Religious authorities rejected the horse liberation manifestor - and subsequent appearance of Assbook - as heresy.  However equine surveillance of humans was popularly pronounced doctrinal once a little poking around turned up well-documented ancient precedent of a prophet quarreling with his ass.

We horse make no statement to confirm or deny the horse libber's authorship of the most popular physical description of La Chingada - the locus of her late Daddy's presidential campaign  to "stamp out corruption."  Radical language and inflammatory words concerning La Chingada go more or less as follows: 

"Apart from context, there is no understanding our family's presidential drama.  Under threat of death I couldn't make up a stranger environment, seated amid the strangest mix of humanity imaginable..  La Chingada is seated upon  mother earth's most bizarre geological expression bar none.  You couldn't make it up.  To start with the lesser oddity,  our hometown, once stolen from the natives, was founded near the world's oldest and most famous national park of the same name.  Formerly known to local tribes as "the land of burning ground," the greater region lies within the world's largest land-based volcanic caldera  Flanked by impenetrable forests prowled by ferocious wild beasts, it smacks of that proverbial book which the heady stench of sulfur brings to mind.  Some legends insist most natives were terrified of the vicinity despite its majestically beautiful mountain panorama of snow-capped peaks.  Countless geysers spurt columns of boiling water high above the treetops.  The ground emits stinky vapors in bubbles, spurts and whistles.  It explodes from apparently sold ground at irregular intervals.  Mud boils violently in natural ovens, the colorful liquids congealing and twisting into grotesque cones from beneath which issue throaty groans and demonic burps.  Natives refused to tell Europeans their legends about La Chingada.   Some historians infer that native tribes feared their conquerors would make pacts with malevolent entities in order to totally vanquish the natives.  In any case, most tribes avoided La Chingada's volcanic splendor whether for reverence, or believing it to be the dwelling of Satan, or mere prudent avoidance of its frequent and unpredictable explosions."    

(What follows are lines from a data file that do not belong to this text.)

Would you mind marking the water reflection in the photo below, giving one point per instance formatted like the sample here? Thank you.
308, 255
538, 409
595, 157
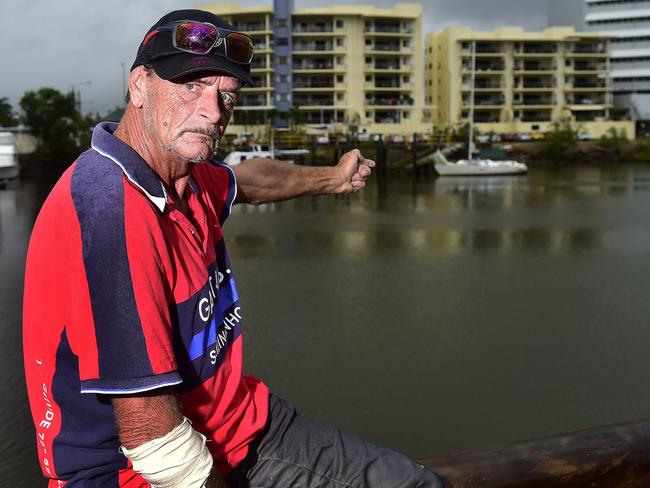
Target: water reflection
549, 211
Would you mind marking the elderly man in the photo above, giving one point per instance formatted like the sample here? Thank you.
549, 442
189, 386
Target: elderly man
132, 323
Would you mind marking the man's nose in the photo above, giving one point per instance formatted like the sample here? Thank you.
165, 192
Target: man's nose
209, 106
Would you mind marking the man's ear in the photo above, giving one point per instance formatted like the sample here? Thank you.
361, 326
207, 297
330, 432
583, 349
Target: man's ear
137, 84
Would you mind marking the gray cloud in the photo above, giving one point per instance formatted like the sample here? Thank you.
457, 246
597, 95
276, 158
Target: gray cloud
65, 42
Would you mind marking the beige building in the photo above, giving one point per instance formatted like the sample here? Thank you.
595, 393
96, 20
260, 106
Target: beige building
523, 80
348, 65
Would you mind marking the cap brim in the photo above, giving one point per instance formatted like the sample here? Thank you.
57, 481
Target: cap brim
179, 65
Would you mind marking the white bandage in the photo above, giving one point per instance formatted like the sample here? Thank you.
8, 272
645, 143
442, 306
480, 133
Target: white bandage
178, 459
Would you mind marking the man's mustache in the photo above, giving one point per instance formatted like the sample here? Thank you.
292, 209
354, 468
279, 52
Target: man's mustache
214, 133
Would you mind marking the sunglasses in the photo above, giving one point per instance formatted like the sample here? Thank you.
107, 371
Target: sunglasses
200, 37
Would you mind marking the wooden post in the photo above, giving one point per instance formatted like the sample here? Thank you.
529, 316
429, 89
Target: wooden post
609, 457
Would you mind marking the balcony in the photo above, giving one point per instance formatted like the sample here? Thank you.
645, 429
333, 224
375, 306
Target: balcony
316, 64
250, 26
485, 101
313, 46
313, 101
482, 66
313, 83
390, 101
387, 65
385, 47
536, 117
246, 101
587, 49
313, 28
536, 50
534, 101
536, 67
588, 67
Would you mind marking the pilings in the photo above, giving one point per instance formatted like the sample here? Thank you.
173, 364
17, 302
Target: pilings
609, 457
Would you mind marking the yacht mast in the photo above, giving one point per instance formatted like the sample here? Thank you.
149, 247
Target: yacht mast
471, 104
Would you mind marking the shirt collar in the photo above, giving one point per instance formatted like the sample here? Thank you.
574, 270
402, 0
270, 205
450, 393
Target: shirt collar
136, 170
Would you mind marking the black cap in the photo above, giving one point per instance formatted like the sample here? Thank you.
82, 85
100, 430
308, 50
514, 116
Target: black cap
170, 63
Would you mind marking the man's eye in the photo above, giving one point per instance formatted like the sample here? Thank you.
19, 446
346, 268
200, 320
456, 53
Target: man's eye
228, 100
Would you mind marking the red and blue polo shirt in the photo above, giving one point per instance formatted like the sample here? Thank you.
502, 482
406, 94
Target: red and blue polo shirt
125, 294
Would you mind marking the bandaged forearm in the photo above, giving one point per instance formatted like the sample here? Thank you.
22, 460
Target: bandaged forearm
179, 458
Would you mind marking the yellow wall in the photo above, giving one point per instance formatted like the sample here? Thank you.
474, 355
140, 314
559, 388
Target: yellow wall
514, 96
354, 69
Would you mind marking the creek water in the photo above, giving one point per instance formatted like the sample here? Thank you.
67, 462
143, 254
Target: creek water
430, 316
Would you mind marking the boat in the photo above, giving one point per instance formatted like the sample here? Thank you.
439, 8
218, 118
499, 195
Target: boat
476, 167
473, 166
9, 168
259, 151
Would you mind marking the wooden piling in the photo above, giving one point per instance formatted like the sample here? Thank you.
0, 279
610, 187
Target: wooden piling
610, 457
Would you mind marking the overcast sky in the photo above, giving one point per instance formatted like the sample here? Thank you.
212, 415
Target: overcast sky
61, 43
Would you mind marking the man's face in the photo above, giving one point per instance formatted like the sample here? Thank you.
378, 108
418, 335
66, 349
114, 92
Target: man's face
188, 116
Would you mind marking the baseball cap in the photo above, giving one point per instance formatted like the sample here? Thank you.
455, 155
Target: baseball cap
157, 49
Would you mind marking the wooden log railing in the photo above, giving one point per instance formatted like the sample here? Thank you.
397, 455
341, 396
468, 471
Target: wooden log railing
609, 457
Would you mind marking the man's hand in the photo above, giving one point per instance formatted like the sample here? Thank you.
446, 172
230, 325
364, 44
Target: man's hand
353, 170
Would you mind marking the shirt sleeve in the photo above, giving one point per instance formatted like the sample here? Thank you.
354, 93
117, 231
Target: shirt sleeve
219, 181
122, 324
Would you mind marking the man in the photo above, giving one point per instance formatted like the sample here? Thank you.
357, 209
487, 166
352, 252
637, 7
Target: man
132, 324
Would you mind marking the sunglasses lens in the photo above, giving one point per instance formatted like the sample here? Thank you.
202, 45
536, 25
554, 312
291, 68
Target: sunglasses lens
239, 47
195, 37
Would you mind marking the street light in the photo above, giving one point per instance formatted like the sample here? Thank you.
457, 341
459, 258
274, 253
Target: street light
123, 84
76, 97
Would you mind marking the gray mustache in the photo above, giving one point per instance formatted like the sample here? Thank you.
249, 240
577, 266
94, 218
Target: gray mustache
214, 133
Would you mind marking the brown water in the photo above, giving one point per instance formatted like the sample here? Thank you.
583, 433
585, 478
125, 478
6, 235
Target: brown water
431, 317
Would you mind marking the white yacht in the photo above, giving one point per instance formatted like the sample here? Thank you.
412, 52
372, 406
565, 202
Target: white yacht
476, 167
259, 151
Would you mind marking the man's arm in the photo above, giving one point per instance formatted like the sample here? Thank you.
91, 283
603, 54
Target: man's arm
267, 180
150, 416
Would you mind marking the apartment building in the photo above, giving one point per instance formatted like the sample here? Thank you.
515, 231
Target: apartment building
333, 68
627, 22
523, 81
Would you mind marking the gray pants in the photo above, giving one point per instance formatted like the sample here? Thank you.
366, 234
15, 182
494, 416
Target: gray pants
296, 451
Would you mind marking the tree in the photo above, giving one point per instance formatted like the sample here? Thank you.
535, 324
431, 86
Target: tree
7, 116
53, 119
559, 141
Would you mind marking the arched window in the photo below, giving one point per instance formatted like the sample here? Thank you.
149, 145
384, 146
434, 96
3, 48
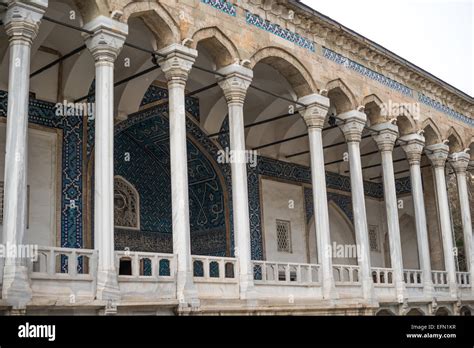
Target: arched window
126, 205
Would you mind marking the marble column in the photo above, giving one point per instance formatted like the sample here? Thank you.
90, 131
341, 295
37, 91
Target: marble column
460, 161
105, 45
413, 145
22, 21
314, 116
385, 139
438, 153
176, 65
234, 85
354, 123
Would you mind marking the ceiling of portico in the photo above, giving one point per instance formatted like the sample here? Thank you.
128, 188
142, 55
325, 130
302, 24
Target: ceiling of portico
269, 74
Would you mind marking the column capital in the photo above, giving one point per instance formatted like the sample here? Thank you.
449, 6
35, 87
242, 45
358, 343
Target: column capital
176, 62
22, 19
354, 123
459, 161
108, 38
437, 154
386, 137
235, 83
316, 110
413, 145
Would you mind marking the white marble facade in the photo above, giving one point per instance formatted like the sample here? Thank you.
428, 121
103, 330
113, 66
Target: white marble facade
404, 255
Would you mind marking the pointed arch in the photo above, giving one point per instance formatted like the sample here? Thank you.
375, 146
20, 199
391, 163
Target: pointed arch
219, 46
455, 141
287, 65
431, 132
340, 95
157, 19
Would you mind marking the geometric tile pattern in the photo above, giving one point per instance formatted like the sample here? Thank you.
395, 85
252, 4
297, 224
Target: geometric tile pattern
348, 63
221, 5
443, 108
275, 29
141, 156
43, 113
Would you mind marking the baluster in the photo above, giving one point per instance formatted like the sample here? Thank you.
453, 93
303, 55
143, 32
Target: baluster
51, 266
155, 266
221, 269
72, 269
135, 265
205, 265
275, 272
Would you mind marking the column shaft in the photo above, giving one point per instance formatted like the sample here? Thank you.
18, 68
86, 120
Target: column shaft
385, 139
354, 122
437, 154
22, 22
176, 65
105, 45
460, 161
314, 115
421, 229
234, 86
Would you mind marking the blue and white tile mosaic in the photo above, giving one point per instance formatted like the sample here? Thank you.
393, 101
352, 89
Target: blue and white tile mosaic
348, 63
43, 113
221, 5
443, 108
275, 29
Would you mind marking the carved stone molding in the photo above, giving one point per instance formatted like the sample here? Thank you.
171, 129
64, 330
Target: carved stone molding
235, 83
315, 113
413, 145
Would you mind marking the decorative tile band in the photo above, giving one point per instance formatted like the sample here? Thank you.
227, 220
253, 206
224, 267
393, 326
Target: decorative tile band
443, 108
286, 34
339, 59
221, 5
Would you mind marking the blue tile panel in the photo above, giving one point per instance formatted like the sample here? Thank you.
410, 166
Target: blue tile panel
443, 108
221, 5
43, 113
339, 59
275, 29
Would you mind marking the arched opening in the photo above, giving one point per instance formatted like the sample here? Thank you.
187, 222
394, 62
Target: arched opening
409, 242
142, 166
465, 311
442, 311
385, 312
415, 312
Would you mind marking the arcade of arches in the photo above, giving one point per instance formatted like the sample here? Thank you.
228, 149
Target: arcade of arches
221, 156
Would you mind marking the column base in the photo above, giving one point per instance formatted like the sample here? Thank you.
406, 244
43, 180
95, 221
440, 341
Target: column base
329, 290
186, 292
401, 291
16, 289
107, 286
368, 290
247, 289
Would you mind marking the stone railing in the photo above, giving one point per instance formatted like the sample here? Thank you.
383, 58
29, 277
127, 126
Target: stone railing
215, 269
282, 273
382, 276
346, 274
55, 262
413, 277
463, 279
440, 279
143, 265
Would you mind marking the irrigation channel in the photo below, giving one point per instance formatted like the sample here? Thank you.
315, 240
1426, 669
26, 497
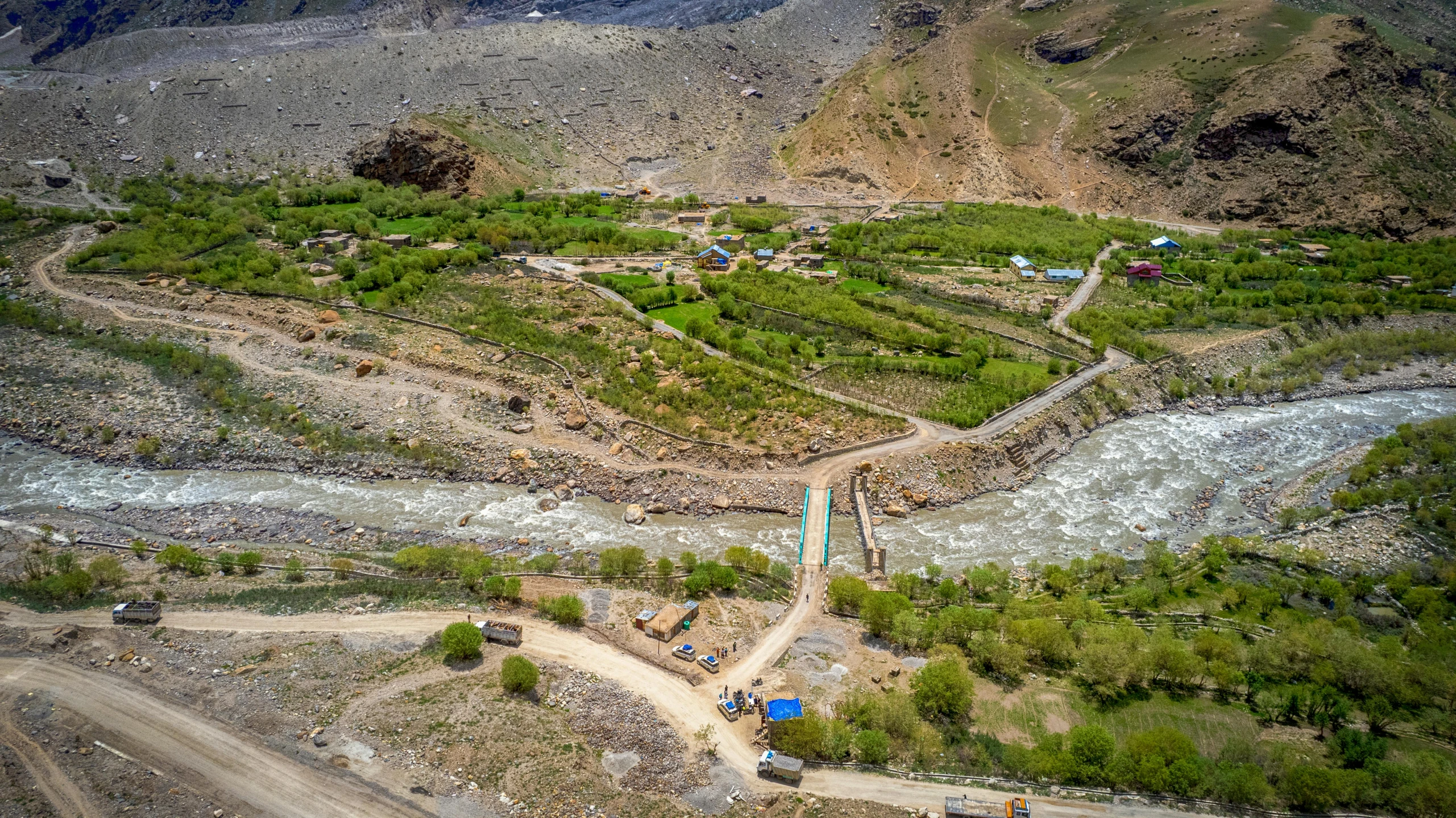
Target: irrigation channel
1143, 471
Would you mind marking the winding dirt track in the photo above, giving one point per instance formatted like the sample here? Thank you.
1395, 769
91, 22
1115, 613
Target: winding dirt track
200, 749
61, 792
203, 750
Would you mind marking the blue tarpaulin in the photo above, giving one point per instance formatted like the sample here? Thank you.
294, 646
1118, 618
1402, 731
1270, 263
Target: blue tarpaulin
781, 709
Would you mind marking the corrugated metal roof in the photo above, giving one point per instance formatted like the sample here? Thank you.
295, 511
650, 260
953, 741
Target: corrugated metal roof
781, 709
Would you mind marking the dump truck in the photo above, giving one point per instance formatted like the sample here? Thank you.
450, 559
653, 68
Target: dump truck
967, 808
779, 766
728, 709
136, 611
503, 632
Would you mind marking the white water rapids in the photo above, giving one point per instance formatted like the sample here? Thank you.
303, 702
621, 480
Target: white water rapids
1132, 472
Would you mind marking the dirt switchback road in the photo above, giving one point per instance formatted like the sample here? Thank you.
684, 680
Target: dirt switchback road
203, 751
191, 744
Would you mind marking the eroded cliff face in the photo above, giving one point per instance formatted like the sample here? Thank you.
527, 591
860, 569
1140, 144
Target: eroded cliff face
1340, 131
416, 156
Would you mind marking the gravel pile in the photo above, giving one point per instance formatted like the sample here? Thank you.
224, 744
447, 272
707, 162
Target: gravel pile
624, 723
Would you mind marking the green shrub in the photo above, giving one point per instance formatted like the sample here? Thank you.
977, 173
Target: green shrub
871, 747
293, 570
461, 641
569, 609
845, 593
518, 674
107, 571
174, 557
250, 562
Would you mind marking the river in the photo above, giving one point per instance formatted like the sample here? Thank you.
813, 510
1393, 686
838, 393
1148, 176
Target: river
1127, 474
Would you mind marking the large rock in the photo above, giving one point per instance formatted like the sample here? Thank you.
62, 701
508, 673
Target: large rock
1055, 47
915, 14
413, 156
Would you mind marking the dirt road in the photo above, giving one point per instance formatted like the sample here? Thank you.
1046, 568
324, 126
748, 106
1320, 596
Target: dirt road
200, 750
203, 750
61, 792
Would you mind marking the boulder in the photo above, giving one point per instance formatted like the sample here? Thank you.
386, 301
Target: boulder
416, 156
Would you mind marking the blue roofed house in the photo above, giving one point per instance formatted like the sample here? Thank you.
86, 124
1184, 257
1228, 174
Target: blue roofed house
714, 258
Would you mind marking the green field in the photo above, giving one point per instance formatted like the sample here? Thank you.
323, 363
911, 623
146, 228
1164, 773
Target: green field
1208, 724
857, 286
678, 315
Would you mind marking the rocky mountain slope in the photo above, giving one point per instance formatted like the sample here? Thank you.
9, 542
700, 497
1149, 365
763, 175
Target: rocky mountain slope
552, 104
1206, 110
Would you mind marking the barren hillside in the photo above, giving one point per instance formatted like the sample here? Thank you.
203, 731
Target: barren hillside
1209, 111
558, 104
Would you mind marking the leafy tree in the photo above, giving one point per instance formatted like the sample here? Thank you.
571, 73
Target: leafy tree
250, 562
518, 674
803, 737
461, 641
878, 611
944, 690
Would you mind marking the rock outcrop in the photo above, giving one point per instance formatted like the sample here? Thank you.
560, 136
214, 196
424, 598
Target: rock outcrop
413, 156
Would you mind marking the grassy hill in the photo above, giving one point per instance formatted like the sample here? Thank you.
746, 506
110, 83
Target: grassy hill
1215, 111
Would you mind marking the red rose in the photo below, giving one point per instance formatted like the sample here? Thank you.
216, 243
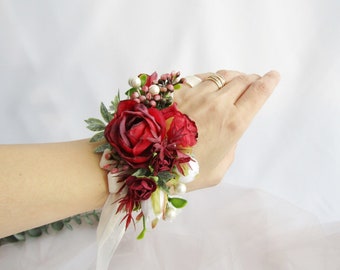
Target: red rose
134, 130
182, 130
140, 188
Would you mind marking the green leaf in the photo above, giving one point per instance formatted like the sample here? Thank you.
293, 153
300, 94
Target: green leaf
97, 137
115, 102
34, 232
77, 219
101, 148
177, 86
95, 215
58, 225
105, 113
88, 220
143, 78
177, 202
142, 233
95, 124
131, 91
68, 226
20, 236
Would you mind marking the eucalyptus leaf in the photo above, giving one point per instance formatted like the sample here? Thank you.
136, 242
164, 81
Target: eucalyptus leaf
68, 226
20, 236
58, 225
131, 91
88, 220
95, 124
34, 232
105, 113
177, 202
77, 219
114, 103
97, 137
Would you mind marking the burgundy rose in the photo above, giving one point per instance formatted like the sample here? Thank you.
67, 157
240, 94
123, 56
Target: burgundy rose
134, 130
182, 130
140, 188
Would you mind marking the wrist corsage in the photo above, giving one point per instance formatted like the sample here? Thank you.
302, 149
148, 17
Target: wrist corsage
147, 153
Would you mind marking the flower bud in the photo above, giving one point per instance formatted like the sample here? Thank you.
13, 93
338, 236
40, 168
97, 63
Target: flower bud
134, 95
135, 82
170, 87
154, 89
153, 103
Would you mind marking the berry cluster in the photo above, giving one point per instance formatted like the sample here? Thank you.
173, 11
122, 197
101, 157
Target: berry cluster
153, 91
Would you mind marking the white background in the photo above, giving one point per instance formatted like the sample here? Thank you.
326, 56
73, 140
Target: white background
60, 59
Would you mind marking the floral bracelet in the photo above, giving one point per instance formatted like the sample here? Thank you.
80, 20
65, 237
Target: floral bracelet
147, 151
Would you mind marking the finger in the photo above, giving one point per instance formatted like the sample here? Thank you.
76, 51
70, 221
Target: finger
256, 95
234, 89
210, 86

While many are cautious about taking the horse libber seriously, what she posted about the winds of La Chingada is no secret: 

"Except for proximity to the railroad system La Chingada was built to serve, the town probably never would have been built in its location at hazard to such violent, capricious winter wind.  The first incarnation of the town of La Chingada, a little to the east of where it lies now, entirely blew away one tempestuous winter's night.  Violent winds wadded the settlers' encampment of tents, tarps and Quonset huts behind flimsy fronts into a juggernaut of debris that scudded into a gulch.  Left the astonished settlers to be lashed by frigid gale force winds in varying degrees of nakedness hopping through snowdrifts in the dark,

"History is mute as to whether or not ancient tribves believed ferocious gods were loosed during winter to paint the clouds in sinister toes o steely gray, converting the heavens into a trampoline on which they hurled themselves at every natural obstacle, leaping and wrestling with deafening shrieks of rage.  Not entirely like the behavior of townsmen left behind to survive wintry ills.  But we do know that ancient tribes retreated to the current La Chingada's outskirts during winter.  As any of them could tell you, although summer's allure keeps that postcard-perfect beauty of a town site faithful to her portrait, (as celebrated by oceans of postcards), each year winter gets revenge.  Winds exceed 100 mph in temperatures far below zero Fahrenheit.  Oblique gusts
knock trucks off the highway like popcorn.  Once considered an ideal site for wind farms, hopes waned when wind blasts sheared blades off wind turbines, hurling them windward like the spears of so many imaginary giants waging jihad against La Chingada."